Browse DevX
Sign up for e-mail newsletters from DevX


Fix Up Your HTML with HTML Tidy and .NET : Page 4

When standards change, your development efforts must often change with them. But change doesn't always have to be painful. If you're trying to upgrade your HTML pages to the latest standards, fix unclosed tags, find and fix deprecated features, and format all your Web pages consistently, HTML Tidy is just what the doctor ordered.




Building the Right Environment to Support AI, Machine Learning and Deep Learning

A Word of Caution
HTML Tidy is not a panacea for solving all your markup problems, and you should be prepared for the fact it may change working HTML into reformed HTML or XHTML that no longer "works." This is usually because the "working HTML" in question does not in fact comply with its doctype (explicit or implied), but your particular browser produces what appears to be "correct" behavior anyway. For example, I've been guilty of nesting TABLE tags within SPAN tags. According to the HTML 4.0 Transitional doctype I've been using, that isn't permissible, but in Internet Explorer 6 I end up with the effect I want all the same.
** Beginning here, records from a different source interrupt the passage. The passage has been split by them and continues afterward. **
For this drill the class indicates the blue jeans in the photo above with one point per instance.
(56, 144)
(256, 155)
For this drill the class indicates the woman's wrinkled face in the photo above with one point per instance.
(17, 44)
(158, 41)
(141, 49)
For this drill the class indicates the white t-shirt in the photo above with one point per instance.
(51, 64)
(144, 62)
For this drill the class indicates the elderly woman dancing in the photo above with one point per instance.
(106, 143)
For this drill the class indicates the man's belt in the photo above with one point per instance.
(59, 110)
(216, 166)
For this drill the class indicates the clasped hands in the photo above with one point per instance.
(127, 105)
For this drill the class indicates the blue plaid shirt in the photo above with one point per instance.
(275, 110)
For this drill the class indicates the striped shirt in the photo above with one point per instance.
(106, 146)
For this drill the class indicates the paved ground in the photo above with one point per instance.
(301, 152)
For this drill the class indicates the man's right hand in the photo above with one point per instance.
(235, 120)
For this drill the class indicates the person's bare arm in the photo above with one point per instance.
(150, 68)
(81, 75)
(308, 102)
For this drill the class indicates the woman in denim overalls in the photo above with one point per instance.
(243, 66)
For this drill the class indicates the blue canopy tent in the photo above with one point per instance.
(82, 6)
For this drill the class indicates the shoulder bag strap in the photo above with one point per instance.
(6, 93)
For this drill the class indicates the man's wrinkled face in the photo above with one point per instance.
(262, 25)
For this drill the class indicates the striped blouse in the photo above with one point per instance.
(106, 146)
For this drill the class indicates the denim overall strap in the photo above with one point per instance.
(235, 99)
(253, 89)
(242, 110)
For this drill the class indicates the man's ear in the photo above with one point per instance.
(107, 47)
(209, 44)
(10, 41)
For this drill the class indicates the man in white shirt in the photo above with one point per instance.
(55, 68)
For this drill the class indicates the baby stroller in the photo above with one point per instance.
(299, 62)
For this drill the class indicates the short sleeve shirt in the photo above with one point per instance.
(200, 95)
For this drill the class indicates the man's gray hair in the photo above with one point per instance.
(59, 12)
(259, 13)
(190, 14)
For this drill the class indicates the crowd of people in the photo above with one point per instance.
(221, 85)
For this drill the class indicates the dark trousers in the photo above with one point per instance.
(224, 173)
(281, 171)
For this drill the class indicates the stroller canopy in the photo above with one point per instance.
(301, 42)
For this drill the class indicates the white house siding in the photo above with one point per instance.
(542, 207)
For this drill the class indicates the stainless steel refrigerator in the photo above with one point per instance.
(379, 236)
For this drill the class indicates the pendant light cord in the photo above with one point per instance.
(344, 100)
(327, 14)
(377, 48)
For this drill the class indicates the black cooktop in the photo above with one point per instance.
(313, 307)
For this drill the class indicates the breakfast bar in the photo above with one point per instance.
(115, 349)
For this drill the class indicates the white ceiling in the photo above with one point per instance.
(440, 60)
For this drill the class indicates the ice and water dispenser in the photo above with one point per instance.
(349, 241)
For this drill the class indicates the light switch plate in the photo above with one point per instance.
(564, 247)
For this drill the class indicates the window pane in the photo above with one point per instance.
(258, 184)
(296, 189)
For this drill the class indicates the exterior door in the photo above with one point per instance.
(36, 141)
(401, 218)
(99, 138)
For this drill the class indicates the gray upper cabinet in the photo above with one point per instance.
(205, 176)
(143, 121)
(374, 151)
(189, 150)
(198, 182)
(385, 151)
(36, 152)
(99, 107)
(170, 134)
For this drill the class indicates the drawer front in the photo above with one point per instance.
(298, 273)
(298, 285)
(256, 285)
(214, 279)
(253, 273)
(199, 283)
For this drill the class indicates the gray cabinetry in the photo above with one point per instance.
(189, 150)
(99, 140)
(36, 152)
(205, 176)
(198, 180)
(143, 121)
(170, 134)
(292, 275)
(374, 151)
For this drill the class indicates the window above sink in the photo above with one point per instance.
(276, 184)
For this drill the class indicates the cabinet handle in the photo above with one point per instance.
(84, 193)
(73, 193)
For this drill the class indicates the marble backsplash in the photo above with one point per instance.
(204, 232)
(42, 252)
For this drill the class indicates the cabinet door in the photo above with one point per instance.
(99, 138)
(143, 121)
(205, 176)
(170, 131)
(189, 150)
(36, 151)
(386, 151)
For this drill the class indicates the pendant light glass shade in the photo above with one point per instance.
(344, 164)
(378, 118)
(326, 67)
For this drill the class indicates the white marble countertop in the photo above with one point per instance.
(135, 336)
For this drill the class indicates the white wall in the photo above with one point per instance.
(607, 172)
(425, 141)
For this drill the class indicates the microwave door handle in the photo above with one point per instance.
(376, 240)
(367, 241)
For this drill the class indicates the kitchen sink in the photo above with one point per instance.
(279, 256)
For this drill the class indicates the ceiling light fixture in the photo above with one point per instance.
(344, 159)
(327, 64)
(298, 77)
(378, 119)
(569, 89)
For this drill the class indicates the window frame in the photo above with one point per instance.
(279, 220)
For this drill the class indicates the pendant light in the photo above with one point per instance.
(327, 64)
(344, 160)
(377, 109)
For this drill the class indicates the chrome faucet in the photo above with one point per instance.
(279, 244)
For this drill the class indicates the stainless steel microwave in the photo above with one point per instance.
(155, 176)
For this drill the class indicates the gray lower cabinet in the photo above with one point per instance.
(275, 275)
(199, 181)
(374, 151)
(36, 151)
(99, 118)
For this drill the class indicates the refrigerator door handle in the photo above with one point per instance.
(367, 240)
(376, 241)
However, if I were to update my doctype to XHTML 1.0, my tables would no longer position "correctly." While you can generally rely on HTML Tidy to alert you to potential problems like this, its resolutions may not always make immediate sense if you don't appreciate the logic behind its decisions. In this case, it took the following source:

<span id="span_1"> <table> <tr><td>Test</td></tr> </table> <span id="span_2"> </span> </span>

Then HTML Tidy rendered the output as follows:

<span id="span_1"> </span> <table> <tr> <td>Test</td> </tr> </table> <span id="span_1"> <span id="span_2"> </span> </span>

Duplicating the <span> tag might look like an error, but in fact the only sensible way to fix the illegal nesting is to close the <span> before the table, and then reopen it again afterwards. HTML Tidy's diagnostics, sent to NETTidy's output panel, explain what it's done:

TidyWarning: (6, 1): missing </span> before <table> TidyWarning: (10, 4): inserting implicit <span>

Despite such minor problems, in the final assessment, HTML Tidy is a powerful API for parsing, altering, and formatting HTML, and it continues to be developed and refined. As you've seen, it's easy to incorporate it into your .NET projects—and it's worth downloading and using for its diagnostics alone. NETTidy leverages only a little of its power; there's a lot still left there under the hood, so I encourage you to use it as a springboard for further development in your own projects.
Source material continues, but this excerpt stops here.